In one instance, MSHA inspectors said, the construction problems were left out of Massey's weekly and daily reports on work at the site.
Joe Stanley, a retired miner and activist, said he's worried that the previous construction problems weren't fixed and that future problems weren't properly documented in company reports that the DEP is relying on.
"My concern is who is protecting the citizens of West Virginia?" said Stanley, who has been investigating impoundment safety and raising his concerns with state and federal officials.
Stanley and representatives of Coal River Mountain Watch have been waiting since January for the OSM to determine if the DEP was wrong to decide increased water pressures inside the impoundment are not a safety risk for the facility.

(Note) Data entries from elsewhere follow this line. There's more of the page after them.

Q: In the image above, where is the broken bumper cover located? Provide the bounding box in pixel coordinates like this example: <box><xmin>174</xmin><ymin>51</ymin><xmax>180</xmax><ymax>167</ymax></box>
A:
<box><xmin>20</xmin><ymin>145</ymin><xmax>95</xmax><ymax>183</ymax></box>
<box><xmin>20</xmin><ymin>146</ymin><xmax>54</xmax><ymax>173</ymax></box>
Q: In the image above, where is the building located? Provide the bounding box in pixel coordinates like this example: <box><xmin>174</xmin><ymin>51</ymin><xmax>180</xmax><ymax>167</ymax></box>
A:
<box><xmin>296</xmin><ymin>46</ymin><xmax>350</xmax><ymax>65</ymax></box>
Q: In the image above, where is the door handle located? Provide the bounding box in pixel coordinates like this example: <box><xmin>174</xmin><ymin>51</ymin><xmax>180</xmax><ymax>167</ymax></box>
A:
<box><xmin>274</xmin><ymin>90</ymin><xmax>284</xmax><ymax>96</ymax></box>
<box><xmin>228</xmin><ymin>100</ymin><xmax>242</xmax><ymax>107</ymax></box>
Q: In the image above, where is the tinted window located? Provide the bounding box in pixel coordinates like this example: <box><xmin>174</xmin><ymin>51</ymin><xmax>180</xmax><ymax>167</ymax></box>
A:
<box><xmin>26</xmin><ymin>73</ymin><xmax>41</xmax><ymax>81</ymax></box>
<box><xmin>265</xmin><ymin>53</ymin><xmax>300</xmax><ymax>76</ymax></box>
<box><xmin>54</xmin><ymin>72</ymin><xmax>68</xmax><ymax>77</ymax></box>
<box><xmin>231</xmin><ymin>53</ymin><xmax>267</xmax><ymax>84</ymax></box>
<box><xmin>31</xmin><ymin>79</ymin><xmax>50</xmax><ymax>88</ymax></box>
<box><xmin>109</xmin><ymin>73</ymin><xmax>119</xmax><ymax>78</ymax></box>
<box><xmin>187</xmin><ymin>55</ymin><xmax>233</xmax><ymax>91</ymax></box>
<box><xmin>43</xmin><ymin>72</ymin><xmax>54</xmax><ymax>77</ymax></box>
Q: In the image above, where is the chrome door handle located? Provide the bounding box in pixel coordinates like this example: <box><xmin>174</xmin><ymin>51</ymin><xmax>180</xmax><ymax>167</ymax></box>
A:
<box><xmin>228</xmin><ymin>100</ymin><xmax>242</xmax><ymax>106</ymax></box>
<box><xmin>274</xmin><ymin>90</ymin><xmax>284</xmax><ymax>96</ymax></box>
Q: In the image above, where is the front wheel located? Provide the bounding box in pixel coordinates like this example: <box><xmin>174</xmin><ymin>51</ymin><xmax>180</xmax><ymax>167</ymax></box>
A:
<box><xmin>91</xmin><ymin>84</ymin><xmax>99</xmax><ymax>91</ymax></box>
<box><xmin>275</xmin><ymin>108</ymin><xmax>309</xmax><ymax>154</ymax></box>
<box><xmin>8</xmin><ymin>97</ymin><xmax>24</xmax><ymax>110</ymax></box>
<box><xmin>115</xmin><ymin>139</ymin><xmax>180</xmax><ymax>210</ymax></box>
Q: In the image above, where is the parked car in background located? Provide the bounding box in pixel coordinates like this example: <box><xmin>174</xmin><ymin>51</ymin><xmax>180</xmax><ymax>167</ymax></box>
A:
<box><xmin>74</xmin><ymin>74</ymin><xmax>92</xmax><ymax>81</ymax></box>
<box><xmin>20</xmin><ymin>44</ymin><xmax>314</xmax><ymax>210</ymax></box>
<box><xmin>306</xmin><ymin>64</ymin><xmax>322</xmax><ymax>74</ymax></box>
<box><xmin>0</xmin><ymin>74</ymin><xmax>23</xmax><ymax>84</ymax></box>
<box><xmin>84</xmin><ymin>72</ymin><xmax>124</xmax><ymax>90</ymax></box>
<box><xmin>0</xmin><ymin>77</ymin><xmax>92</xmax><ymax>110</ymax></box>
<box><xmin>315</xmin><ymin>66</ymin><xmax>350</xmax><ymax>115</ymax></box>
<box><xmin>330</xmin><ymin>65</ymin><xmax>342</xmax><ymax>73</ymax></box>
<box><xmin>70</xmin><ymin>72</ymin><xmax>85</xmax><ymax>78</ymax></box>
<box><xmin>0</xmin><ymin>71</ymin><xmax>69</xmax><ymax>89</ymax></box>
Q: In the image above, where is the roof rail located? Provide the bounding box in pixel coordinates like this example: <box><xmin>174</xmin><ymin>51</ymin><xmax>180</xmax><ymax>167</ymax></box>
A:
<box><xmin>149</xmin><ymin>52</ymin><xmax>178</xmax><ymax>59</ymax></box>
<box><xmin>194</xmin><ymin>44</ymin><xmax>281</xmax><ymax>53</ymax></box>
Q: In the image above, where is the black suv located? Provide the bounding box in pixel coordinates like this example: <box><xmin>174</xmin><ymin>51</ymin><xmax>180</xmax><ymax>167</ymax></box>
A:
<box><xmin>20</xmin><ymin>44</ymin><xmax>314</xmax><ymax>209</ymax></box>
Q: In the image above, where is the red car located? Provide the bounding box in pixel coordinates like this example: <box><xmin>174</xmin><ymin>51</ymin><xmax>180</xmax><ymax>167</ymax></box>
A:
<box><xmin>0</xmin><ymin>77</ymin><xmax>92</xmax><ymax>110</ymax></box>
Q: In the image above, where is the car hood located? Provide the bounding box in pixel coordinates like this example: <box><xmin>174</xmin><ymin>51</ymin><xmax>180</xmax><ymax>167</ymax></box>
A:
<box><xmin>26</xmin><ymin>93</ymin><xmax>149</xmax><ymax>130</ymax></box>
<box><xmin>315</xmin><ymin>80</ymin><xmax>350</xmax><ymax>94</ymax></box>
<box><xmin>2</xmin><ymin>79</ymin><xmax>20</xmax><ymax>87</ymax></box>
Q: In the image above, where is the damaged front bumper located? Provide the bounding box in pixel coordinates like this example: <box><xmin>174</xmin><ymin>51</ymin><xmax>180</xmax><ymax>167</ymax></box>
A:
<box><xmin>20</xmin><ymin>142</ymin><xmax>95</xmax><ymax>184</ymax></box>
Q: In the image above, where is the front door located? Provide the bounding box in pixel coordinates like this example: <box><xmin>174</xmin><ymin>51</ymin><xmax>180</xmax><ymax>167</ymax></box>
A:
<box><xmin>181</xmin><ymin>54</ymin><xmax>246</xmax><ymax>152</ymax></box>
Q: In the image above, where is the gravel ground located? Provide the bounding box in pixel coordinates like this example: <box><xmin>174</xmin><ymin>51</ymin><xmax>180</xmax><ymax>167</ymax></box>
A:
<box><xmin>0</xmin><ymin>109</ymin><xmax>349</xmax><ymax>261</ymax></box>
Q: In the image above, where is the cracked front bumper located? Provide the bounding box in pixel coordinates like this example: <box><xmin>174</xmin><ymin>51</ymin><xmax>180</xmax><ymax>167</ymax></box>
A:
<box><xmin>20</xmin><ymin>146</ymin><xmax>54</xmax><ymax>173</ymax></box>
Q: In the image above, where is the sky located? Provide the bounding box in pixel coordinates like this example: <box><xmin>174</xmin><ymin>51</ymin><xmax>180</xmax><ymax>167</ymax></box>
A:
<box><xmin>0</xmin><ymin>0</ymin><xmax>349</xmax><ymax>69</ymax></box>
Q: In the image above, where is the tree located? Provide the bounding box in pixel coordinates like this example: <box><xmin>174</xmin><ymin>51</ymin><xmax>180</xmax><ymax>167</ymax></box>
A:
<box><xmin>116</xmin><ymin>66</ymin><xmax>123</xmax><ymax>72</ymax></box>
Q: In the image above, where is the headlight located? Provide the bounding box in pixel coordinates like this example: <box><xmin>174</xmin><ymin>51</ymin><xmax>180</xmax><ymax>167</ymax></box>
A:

Generally, the OSM is supposed to resolve questions about potentially improper DEP actions within 10 days -- thus the name of the "10-day notice" issued to state regulators. But the OSM and the DEP have gone back and forth several times since January, without federal officials reaching a final decision.
Alpha Natural Resources acquired the 750-foot-tall dam and an impoundment with a capacity of roughly 8 billion gallons last month as part of Alpha's buyout of Massey Energy.
OSM officials have already pushed the DEP to add new limits to control any potential impacts on the Brushy Fork impoundment from surface-mine blasting at Alpha's nearby Bee Tree Mine, which has been the site of repeated citizen protests.
And the OSM got involved again in response to a citizen complaint from Stanley about elevated pressure readings on a monitor meant to keep track of whether liquid wastes were filling voids between solid wastes, potentially leading to dam stability problems.